If you have a chance, go online and look up the Shroud of Turin. It is a single piece of linen, 14 feet long by 3 ½ feet wide that bears the faint image of a man, both his front and his back. It was first mentioned in 544 A.D., and a French knight displayed it in 1356 A.D. The claim was that it was the burial shroud of Jesus. People had to look long and hard to figure out that it was an image of a person.
But something remarkable happened in 1898. For the first time the Shroud was photographed, and an amazing thing was discovered when the photographer looked at the negative of the picture. He found that the Shroud itself acts as a photographic negative. In other words, if you take a picture of the Shroud and look at the photographic negative, that image becomes a positive record of the image on the Shroud.
The person on the Shroud appears to have been beaten in the face, jabbed in the scalp with small, sharp objects, crucified with nails through the wrists rather than the palms, stabbed in the side, and beaten on the back. If it was a fake, why would someone in the Middle Ages create it so that hundreds of years would have to go by before photographic negatives could be produced to truly see the image?

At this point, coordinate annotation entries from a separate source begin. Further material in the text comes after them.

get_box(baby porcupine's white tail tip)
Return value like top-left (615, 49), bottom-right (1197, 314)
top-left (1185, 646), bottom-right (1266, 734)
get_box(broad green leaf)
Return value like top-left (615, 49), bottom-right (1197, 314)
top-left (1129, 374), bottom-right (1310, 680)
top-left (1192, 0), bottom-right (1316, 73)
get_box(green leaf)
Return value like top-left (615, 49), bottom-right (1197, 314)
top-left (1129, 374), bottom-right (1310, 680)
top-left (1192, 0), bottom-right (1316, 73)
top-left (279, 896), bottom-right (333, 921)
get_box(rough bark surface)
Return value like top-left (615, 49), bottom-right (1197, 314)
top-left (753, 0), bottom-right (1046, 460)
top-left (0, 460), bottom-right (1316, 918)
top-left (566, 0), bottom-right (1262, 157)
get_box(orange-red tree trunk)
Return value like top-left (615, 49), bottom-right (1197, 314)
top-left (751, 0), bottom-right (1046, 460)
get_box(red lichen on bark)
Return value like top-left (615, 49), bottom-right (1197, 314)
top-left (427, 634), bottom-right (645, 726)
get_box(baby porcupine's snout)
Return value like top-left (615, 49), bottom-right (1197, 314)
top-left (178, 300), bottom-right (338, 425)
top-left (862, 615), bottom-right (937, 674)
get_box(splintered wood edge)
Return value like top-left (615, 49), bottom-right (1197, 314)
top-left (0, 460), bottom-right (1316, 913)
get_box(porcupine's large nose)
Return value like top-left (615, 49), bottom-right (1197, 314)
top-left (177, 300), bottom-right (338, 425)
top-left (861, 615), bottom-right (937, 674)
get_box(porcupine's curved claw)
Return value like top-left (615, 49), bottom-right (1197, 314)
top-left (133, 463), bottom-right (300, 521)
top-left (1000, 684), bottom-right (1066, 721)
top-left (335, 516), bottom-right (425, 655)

Of course, there are two big questions – Is it a fake? Is it the image of Jesus? Archaeologists and historians have noted that very early paintings of Jesus show him with a face similar to the one in the Shroud. Tests show real bloodstains, rather than paint. Another test done in 1989, using carbon 14 dating methods, placed it as a medieval cloth. So that seemed to suggest it was a fake. However, newer carbon dating shows it to be roughly 2000 years old. Why the differences in dating? The first dating was made from an area of the cloth mended with newer cloth, plus there was a thin coat of bacteria that threw the dating off. Some believe it may be a natural evaporative process while others think it could’ve been a hoax in which the cloth was placed over a hot statue. There’s obviously much more that could be said on this topic, but go online if you want more details.